A Véretz, les eaux, le 13 mai, présentaient à l'étiage une différence de 40 centimètres au-dessus de la crue du 4 juin, et cette différence était de 45 centimètres au coin de la place.

 

La crue du 4 juin présentait 4 mètres au-dessus de l'étiage ; dans les jardins et les remises du vieux château, les eaux dépassaient 1 mètre ; le bourg, même dans ses parties les plus basses, a souffert heureusement peu. Les habitants de Véretz qui avaient des barques allèrent chercher les fermiers des varennes et du Vieux-Moulin et purent les ramener avec leurs meubles et leurs bestiaux au bourg où ils furent l'objet du plus sympathique empressement. Les pertes de cette commune, en terres ensemencées et en prairies détruites, furent estimées à la somme de 120.695 francs.

 

La commune de Larçay fut plus heureuse, car le bas bourg seulement et la levée en face du château de Cangé ont été sous les eaux ; comme à Véretz, les terres ensemencées et les prairies furent dévastées dans la crue du 13 mai et particulièrement dans celle du 4 juin. Les eaux marquaient une différence de 75 centimètres au lieu de 45 centimètres qui existait à Véretz. Il est facile d'expliquer ce fait par le déversement de la Loire dans le Cher et surtout par le refoulement causé par la voie de fer de Bordeaux, qui se faisait sentir bien au-delà de Larçay.

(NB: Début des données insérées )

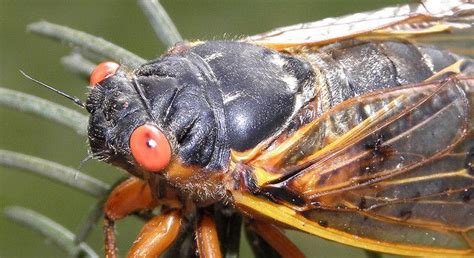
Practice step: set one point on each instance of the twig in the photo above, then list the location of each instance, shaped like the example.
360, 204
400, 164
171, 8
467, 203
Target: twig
46, 109
160, 21
52, 230
59, 173
86, 41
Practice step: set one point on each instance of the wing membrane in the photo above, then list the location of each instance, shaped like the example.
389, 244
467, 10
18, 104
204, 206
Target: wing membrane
403, 175
427, 17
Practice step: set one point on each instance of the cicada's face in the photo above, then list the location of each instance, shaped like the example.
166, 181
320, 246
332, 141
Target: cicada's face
121, 128
146, 119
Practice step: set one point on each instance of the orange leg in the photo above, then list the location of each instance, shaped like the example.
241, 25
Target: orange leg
206, 238
157, 235
276, 239
130, 196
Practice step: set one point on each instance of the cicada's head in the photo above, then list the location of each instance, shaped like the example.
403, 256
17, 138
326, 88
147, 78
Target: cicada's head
157, 117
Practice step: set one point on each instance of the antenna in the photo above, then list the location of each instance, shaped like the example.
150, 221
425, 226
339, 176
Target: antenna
77, 101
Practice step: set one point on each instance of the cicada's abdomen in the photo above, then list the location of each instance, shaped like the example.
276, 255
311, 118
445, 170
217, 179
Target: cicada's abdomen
353, 68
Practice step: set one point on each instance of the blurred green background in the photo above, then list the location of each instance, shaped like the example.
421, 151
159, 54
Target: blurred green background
123, 23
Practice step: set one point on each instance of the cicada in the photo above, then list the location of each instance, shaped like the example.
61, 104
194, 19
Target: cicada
348, 128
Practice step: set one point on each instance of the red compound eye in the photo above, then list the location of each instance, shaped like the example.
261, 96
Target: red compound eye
150, 148
102, 71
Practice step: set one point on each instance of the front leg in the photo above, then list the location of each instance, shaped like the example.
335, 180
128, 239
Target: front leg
130, 196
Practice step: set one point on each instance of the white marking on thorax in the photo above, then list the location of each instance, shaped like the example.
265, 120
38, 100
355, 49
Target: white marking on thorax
212, 56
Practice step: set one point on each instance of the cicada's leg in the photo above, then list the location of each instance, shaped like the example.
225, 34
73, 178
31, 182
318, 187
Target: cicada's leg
206, 237
263, 235
157, 235
130, 196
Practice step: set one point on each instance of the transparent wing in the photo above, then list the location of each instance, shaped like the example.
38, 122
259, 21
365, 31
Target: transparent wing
402, 177
426, 17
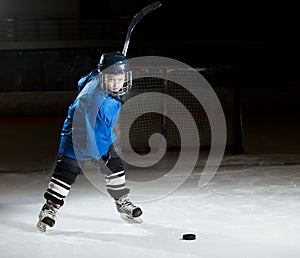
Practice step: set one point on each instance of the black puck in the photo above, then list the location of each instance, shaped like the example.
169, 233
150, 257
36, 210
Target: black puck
188, 236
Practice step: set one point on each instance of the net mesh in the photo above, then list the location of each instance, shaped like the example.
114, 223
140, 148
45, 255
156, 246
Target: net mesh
223, 83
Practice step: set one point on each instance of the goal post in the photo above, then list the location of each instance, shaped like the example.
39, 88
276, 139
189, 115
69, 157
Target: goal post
223, 81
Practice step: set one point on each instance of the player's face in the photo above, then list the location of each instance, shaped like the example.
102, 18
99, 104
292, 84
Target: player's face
114, 82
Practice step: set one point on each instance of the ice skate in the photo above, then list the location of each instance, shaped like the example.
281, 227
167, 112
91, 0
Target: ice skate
47, 216
128, 211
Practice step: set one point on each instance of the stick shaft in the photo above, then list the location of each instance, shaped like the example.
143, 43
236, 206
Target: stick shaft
149, 8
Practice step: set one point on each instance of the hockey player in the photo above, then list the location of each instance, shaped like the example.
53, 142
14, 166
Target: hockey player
90, 137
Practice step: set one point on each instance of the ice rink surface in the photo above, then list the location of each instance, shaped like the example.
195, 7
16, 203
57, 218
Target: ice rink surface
251, 208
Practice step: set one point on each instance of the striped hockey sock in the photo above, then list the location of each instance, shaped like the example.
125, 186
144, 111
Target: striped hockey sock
57, 190
116, 185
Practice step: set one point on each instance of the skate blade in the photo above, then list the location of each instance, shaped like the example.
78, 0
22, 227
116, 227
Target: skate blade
131, 219
41, 226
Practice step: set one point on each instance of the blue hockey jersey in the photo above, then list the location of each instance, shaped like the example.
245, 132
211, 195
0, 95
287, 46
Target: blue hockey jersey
88, 129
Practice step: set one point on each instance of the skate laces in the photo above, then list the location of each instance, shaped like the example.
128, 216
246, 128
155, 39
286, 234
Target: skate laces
50, 209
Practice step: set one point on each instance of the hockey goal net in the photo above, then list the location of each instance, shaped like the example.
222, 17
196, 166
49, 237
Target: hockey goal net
223, 81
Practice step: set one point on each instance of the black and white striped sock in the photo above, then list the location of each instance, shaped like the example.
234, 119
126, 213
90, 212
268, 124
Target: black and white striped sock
57, 190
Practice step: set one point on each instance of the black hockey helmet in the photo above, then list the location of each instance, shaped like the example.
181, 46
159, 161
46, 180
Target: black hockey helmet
115, 63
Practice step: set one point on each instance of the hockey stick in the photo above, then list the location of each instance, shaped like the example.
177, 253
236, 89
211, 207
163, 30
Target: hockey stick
149, 8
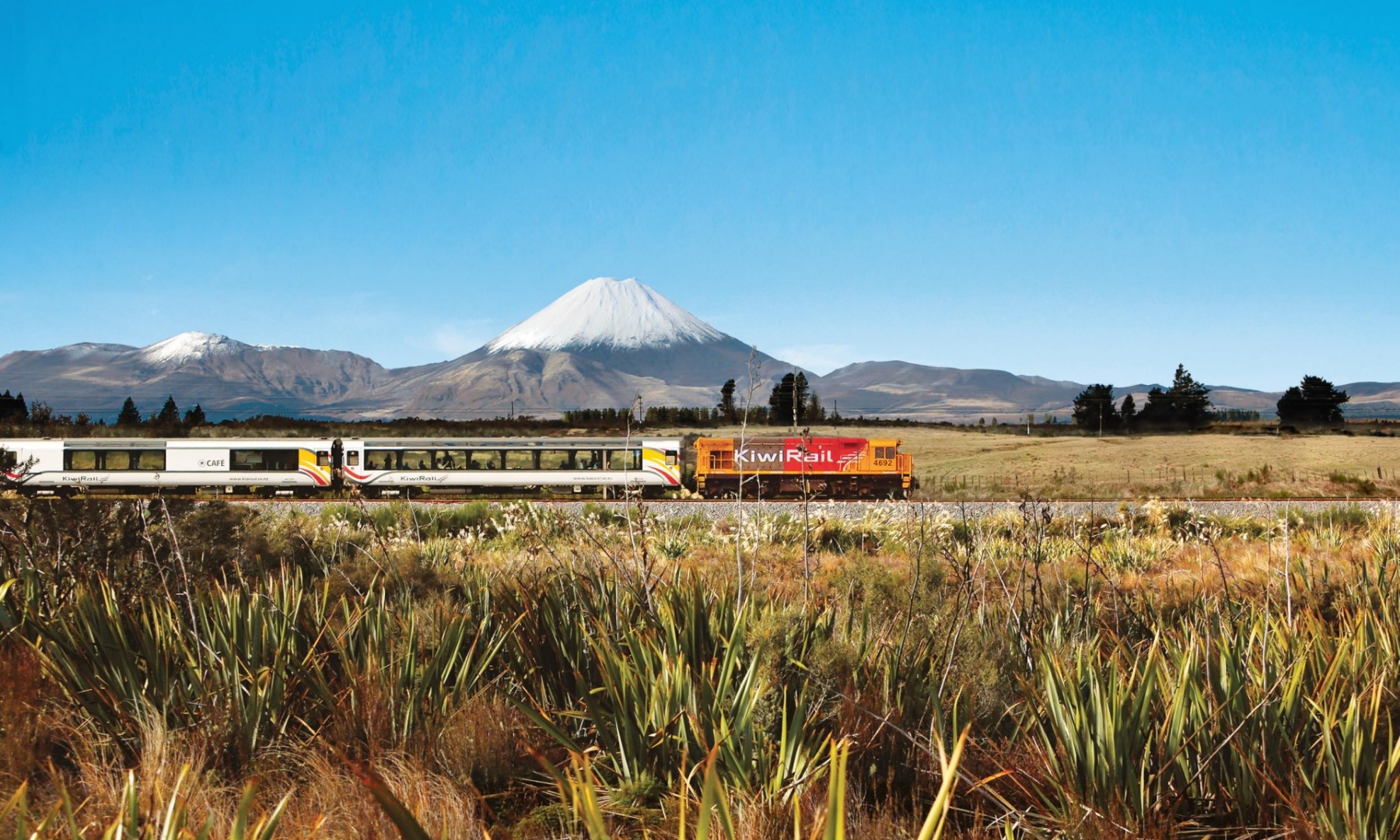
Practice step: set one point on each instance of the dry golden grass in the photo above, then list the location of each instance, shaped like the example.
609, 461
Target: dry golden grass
997, 464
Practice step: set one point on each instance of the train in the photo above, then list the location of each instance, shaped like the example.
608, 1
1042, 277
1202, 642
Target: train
408, 468
803, 467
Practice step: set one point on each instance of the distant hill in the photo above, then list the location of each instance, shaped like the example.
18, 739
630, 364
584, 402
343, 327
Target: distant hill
226, 376
597, 346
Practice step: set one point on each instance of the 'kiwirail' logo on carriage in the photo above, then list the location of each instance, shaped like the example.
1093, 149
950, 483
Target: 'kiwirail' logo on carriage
797, 454
780, 455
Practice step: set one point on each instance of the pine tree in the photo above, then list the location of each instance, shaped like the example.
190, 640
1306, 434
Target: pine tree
1193, 402
129, 415
726, 406
168, 415
1314, 402
789, 401
1185, 405
1094, 409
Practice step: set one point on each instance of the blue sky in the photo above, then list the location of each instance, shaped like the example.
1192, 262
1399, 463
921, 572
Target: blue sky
1090, 192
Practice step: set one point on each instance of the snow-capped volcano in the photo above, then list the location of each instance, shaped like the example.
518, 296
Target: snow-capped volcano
607, 313
189, 346
600, 345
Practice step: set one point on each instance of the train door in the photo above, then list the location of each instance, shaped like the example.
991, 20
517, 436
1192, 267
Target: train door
338, 455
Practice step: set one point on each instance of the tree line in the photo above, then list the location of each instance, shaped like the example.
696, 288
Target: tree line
1186, 406
16, 411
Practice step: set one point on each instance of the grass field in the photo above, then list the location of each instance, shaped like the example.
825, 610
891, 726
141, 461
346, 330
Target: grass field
524, 674
966, 464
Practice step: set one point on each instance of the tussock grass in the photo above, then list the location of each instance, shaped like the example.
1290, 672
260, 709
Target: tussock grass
1143, 672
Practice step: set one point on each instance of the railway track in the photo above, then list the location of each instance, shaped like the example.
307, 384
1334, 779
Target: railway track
857, 509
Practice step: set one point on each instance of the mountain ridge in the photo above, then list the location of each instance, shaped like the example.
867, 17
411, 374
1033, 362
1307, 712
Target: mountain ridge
600, 345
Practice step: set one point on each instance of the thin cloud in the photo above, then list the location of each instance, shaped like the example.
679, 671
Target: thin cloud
819, 359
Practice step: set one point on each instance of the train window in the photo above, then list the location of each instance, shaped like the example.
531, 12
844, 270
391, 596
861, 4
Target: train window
556, 460
450, 460
380, 458
152, 460
80, 460
619, 460
416, 460
479, 460
520, 460
264, 460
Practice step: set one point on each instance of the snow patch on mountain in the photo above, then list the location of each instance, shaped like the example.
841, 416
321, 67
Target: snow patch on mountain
84, 349
189, 346
607, 313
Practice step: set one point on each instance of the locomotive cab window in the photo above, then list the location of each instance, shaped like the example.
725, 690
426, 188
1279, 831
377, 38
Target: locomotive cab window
264, 460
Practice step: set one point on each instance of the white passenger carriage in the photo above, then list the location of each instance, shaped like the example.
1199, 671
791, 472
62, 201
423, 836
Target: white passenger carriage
308, 467
483, 465
135, 465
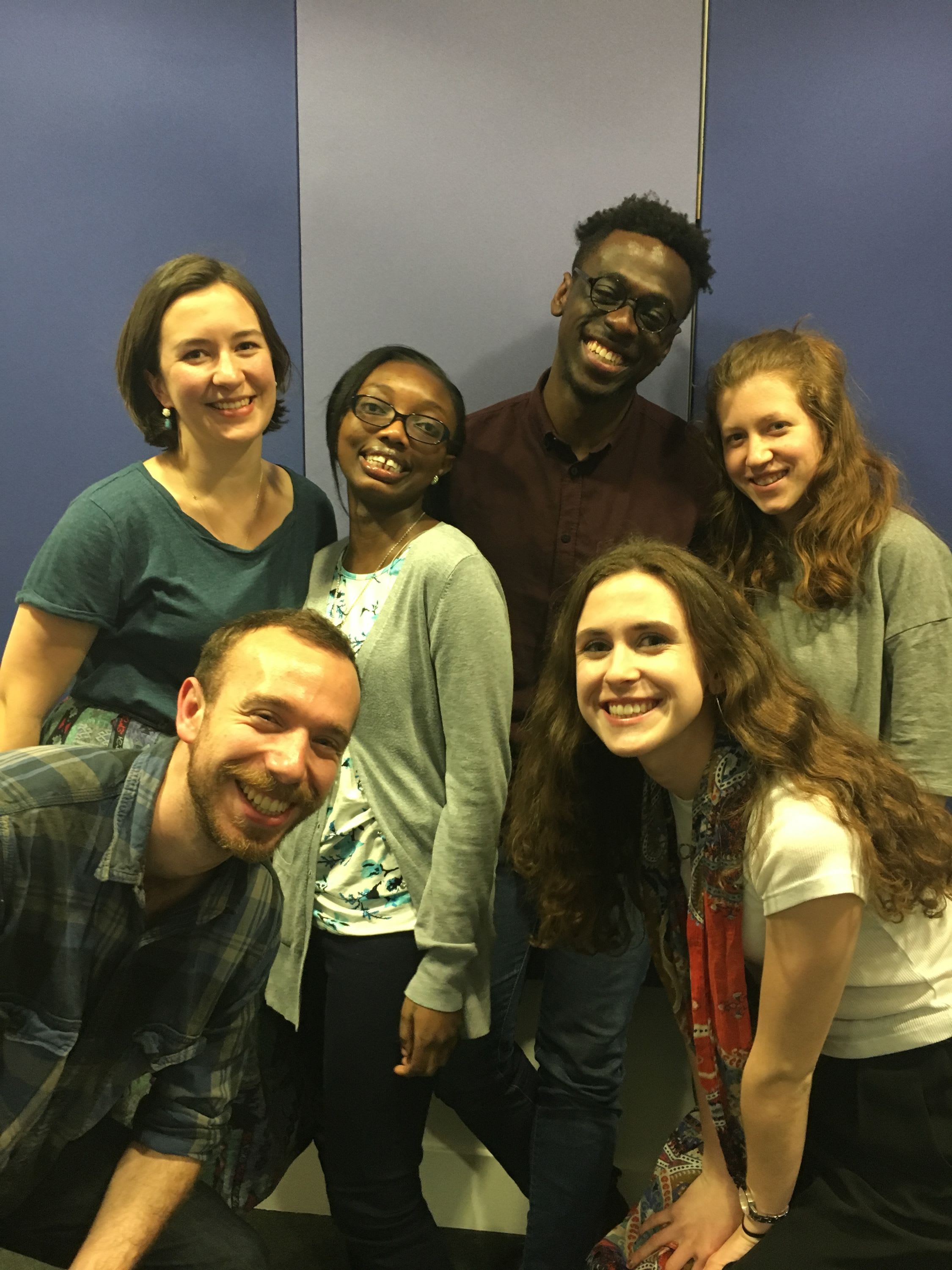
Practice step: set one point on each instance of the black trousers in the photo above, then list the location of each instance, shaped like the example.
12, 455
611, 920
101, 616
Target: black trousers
54, 1221
370, 1121
875, 1189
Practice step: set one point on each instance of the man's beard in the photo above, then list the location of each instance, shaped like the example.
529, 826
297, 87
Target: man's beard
205, 789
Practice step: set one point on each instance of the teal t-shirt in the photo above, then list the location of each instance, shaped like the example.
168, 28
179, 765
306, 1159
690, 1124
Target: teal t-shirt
127, 559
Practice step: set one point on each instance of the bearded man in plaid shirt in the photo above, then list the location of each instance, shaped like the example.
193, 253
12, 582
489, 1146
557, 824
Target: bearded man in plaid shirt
139, 919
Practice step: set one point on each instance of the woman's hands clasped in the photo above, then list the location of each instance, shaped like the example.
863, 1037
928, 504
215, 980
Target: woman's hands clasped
702, 1225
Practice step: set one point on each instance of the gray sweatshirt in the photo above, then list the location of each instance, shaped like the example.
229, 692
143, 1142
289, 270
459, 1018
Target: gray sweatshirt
886, 658
432, 752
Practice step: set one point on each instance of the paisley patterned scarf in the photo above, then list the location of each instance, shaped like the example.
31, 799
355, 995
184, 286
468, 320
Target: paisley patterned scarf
697, 948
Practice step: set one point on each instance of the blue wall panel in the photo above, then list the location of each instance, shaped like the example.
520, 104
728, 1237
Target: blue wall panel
132, 133
828, 183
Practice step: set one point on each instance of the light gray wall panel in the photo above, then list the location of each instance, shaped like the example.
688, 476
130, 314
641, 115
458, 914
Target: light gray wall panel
447, 149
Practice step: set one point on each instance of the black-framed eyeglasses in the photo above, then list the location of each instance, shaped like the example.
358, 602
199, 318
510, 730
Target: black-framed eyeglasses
608, 294
419, 427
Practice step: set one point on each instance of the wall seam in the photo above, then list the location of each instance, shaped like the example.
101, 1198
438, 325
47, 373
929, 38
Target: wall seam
700, 187
300, 253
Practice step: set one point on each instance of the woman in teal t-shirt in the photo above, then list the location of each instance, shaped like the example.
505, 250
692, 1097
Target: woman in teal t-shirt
144, 566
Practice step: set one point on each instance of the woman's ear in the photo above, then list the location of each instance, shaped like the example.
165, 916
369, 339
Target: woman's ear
158, 387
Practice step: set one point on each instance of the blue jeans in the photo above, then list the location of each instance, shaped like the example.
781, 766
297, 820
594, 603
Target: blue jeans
554, 1129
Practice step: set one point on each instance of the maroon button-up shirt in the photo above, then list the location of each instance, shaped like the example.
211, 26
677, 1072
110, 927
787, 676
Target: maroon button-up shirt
539, 514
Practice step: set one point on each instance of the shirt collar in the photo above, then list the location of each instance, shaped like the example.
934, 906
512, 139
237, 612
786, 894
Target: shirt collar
132, 822
554, 444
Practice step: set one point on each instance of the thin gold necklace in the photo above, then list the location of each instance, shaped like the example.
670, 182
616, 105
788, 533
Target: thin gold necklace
391, 552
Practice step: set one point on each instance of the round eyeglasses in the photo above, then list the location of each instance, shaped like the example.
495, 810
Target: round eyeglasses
419, 427
608, 294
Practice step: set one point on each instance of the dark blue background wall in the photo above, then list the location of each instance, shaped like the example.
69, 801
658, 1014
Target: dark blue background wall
828, 186
132, 131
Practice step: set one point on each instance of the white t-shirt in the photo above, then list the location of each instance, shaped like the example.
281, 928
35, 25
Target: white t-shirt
899, 990
360, 888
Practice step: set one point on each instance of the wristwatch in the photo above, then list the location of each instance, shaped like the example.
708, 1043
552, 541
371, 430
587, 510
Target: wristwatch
749, 1208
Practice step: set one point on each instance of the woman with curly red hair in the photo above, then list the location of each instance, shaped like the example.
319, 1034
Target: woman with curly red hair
794, 879
808, 522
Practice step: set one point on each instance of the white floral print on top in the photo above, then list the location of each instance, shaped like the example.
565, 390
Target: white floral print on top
360, 889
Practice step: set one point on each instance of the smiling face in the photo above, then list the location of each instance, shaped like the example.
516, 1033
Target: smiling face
601, 353
772, 449
639, 684
264, 750
382, 467
215, 367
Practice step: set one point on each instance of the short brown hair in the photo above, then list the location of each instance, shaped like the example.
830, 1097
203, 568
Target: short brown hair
138, 353
304, 623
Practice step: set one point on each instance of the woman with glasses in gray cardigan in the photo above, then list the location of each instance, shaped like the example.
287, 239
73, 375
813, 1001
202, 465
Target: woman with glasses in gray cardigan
388, 928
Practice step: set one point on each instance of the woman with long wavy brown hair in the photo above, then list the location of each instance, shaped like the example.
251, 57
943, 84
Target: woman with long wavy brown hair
809, 524
782, 856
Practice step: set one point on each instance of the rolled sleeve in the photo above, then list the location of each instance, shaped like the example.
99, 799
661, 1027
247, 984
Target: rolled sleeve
187, 1108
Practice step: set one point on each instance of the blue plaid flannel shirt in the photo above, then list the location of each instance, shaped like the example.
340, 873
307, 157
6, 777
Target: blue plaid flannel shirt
93, 999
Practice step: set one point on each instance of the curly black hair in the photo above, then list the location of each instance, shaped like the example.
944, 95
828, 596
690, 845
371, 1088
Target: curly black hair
648, 214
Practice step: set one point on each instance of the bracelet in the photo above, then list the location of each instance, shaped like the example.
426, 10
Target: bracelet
752, 1235
749, 1208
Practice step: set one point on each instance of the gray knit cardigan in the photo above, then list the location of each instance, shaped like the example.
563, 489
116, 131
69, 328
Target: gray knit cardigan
432, 751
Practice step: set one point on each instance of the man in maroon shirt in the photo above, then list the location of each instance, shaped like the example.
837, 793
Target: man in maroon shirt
548, 480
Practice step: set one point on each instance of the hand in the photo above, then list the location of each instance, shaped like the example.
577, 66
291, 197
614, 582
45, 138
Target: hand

Le 2 juin, les eaux marquèrent à l'étiage de l'écluse 4 mètres 60 centimètres. Les pertes de cette commune sont estimées à 52.815 francs.

 

Dans les crues des 13 mai et 4 juin, les varennes, les prairies, les champs qui bordent le Cher furent tous inondés dans les communes d'Athée, d'Azay-sur-Cher, de Véretz et de Larçay ; et on constata une différence de 45 centimètres à Véretz et de 75 centimètres à Larçay entre la crue du 13 mai et celle du 4 juin ; mais le joli bourg de St-Avertin fut bien plus maltraité, car les plaines, les jardins et une grande partie des maisons furent submergés. Beaucoup d'habitants furent obliges d'abandonner leurs maisons et de se réfugier sur les hauteurs, sans avoir le temps de sauver leur mobilier.


  1. Elles ont marqué 5 mètres 95 centimètres à l'étiage.
  2. Beaucoup eurent jusqu'à 2 mètres 30 centimètres d'eau et supportèrent des pertes irréparables.
  3. De 1851 à 1856, en dix-huit mois de temps, quatorze crues presque mensuelles ont détruit les ensemencements et emporté les terres végétal.